Prayer Banned in Paris, Western Australia
With prayer movements rising up across the nation, it comes as no surprise that prayer is seeing a wave of new public attacks. The latest examples come from France and Australia.
For example, you can do plenty of sinning in the streets of Paris, but it is now officially against the city rules to pray. As of last week, the French government warned that police will use force if people of any faith pray in the public square, according to The Telegraph. It’s a move to keep the French capital’s public spaces “secular.”
“My vigilance will be unflinching for the law to be applied. Praying in the street is not dignified for religious practice and violates the principles of secularism,” the minister told Le Figaro newspaper. “All Muslim leaders are in agreement.”
Although the ban was implemented to deal with road blockages during Muslim prayer, the ban nonetheless restricts Christians from praying in public as well. The prayer ban may not end in Paris, either. There are whispers that similar rules will be put in place in Nice and Marseilles. It could spread throughout all of France.
Meanwhile, the Lord’s Prayer has been banned from a primary school in Western Australia. Despite a decades-long tradition of praying the prayer, Edgewater Primary School has banned students from reciting the prayer after parents complained.

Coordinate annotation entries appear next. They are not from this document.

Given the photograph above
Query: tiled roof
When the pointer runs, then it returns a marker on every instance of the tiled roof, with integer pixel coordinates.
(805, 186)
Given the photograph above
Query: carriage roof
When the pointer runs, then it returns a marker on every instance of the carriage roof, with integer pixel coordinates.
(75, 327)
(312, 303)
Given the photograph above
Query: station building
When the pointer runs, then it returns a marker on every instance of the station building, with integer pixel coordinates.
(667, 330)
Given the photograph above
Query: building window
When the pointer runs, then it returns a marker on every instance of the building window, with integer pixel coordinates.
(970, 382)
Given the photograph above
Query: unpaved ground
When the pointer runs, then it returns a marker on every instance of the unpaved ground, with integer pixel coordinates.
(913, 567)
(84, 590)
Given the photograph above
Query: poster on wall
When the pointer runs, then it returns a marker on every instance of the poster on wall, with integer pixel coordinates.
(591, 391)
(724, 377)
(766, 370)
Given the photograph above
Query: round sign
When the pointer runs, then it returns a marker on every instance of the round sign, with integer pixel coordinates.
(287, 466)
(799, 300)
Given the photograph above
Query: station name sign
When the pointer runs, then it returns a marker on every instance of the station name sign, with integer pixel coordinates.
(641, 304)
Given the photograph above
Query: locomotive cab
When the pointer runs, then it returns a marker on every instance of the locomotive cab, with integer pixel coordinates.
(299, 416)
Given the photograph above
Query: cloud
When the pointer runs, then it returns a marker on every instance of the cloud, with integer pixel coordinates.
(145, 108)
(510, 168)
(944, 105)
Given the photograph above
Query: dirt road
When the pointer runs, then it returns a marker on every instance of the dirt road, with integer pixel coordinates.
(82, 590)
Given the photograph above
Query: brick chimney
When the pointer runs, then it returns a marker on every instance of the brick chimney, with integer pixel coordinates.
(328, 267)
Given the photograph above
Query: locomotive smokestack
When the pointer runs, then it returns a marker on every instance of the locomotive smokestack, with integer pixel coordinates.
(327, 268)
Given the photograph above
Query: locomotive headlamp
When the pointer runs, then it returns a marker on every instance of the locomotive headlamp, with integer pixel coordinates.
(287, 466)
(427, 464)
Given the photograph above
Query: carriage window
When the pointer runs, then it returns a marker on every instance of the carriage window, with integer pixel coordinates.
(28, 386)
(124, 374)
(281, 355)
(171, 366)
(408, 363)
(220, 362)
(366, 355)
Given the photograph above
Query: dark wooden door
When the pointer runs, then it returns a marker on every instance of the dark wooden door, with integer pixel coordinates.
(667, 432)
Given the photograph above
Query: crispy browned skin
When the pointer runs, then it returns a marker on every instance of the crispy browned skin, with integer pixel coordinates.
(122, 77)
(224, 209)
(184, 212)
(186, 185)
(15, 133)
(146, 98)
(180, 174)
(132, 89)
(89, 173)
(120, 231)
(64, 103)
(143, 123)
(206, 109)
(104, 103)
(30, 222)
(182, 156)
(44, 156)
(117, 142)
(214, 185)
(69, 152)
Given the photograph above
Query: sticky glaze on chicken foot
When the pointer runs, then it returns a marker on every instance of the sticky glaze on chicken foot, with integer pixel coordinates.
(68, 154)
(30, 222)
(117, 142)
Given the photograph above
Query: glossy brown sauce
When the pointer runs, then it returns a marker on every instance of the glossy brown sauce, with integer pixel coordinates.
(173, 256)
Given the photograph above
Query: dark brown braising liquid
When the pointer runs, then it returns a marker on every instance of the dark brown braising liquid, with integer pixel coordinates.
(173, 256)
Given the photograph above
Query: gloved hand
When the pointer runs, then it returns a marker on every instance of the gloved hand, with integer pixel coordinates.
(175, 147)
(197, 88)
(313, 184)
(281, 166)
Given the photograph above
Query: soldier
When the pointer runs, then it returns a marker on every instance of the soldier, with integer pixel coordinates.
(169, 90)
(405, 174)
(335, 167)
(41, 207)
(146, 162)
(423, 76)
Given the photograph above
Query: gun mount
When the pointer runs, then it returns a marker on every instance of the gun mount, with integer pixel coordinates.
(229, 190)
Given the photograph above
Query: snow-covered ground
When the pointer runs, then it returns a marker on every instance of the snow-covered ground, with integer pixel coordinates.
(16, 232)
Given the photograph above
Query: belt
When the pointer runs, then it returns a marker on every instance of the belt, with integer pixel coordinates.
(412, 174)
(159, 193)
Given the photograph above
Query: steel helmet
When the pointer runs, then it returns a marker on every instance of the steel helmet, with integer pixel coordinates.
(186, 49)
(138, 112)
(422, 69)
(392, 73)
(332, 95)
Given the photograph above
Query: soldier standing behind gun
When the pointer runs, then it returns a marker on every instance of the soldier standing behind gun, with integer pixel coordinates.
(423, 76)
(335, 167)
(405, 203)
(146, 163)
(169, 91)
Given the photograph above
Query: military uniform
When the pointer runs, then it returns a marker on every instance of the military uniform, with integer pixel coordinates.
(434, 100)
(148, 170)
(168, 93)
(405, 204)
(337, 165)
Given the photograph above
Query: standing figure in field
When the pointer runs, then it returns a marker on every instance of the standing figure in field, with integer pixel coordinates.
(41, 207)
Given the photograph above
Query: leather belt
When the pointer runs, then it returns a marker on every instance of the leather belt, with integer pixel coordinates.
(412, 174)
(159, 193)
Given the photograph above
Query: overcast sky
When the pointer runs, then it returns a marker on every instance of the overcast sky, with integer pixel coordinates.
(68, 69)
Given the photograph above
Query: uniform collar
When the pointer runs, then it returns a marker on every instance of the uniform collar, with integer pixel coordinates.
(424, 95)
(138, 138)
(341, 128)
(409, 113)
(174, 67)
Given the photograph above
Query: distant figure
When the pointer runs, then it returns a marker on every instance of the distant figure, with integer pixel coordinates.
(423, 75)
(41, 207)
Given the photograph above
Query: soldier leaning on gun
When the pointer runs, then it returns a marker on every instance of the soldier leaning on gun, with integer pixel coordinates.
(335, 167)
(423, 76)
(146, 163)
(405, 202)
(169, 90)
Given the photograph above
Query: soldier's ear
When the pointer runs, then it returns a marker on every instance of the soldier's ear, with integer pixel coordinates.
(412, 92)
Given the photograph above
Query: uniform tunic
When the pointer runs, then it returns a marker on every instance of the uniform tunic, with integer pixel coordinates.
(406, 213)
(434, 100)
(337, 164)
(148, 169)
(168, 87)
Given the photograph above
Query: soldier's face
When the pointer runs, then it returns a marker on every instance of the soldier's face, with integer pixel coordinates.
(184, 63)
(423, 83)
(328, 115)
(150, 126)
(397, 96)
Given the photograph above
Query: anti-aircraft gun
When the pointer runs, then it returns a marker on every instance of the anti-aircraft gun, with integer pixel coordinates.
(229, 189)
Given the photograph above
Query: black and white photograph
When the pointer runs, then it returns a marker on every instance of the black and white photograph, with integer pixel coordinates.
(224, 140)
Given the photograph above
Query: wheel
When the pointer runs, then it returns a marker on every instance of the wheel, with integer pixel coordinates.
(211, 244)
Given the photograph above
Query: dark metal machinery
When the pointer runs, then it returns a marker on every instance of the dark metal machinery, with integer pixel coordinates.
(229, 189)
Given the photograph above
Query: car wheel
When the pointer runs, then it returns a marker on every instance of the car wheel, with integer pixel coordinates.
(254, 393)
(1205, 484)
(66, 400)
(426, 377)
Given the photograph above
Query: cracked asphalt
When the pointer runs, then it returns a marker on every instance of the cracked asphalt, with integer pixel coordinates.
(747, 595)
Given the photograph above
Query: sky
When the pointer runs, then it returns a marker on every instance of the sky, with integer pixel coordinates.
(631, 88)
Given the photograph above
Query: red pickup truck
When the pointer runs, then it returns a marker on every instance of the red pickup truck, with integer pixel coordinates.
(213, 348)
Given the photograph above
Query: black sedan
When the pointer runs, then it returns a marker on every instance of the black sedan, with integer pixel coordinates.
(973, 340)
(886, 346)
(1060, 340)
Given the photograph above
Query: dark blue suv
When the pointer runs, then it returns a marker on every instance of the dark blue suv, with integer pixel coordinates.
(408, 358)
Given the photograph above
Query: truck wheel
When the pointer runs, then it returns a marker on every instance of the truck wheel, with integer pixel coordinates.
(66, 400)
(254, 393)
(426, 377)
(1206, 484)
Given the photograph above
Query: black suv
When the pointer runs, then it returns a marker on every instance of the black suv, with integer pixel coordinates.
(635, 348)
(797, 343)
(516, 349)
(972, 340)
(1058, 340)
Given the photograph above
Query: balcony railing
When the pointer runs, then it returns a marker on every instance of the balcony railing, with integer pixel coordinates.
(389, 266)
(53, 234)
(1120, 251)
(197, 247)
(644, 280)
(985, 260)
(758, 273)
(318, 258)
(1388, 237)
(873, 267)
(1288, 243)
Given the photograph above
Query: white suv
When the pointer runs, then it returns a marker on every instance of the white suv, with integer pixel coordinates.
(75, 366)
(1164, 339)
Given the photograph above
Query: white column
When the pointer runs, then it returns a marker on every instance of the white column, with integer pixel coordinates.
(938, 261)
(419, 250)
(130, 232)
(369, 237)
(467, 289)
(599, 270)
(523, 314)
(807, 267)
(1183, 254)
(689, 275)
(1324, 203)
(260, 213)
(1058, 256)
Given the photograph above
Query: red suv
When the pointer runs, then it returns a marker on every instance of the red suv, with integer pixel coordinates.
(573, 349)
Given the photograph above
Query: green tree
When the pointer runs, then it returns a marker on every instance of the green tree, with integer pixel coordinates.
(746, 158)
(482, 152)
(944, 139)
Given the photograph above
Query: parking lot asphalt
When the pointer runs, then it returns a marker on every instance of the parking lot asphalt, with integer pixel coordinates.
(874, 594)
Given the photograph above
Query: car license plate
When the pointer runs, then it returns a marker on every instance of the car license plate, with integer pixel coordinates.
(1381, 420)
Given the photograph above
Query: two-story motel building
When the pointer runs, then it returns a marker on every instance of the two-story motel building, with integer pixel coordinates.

“We acknowledge that of the parents who did respond to the survey, many wanted to retain the Lord’s Prayer and it is right that we continue to recite it at culturally appropriate times such as Christmas and Easter, as part of our education program,” Julie Tombs, principal of the school, wrote in a letter to parents. “However, at this school we have students from a range of backgrounds and it is important to consider all views and not promote one set of religious beliefs and practices over another.”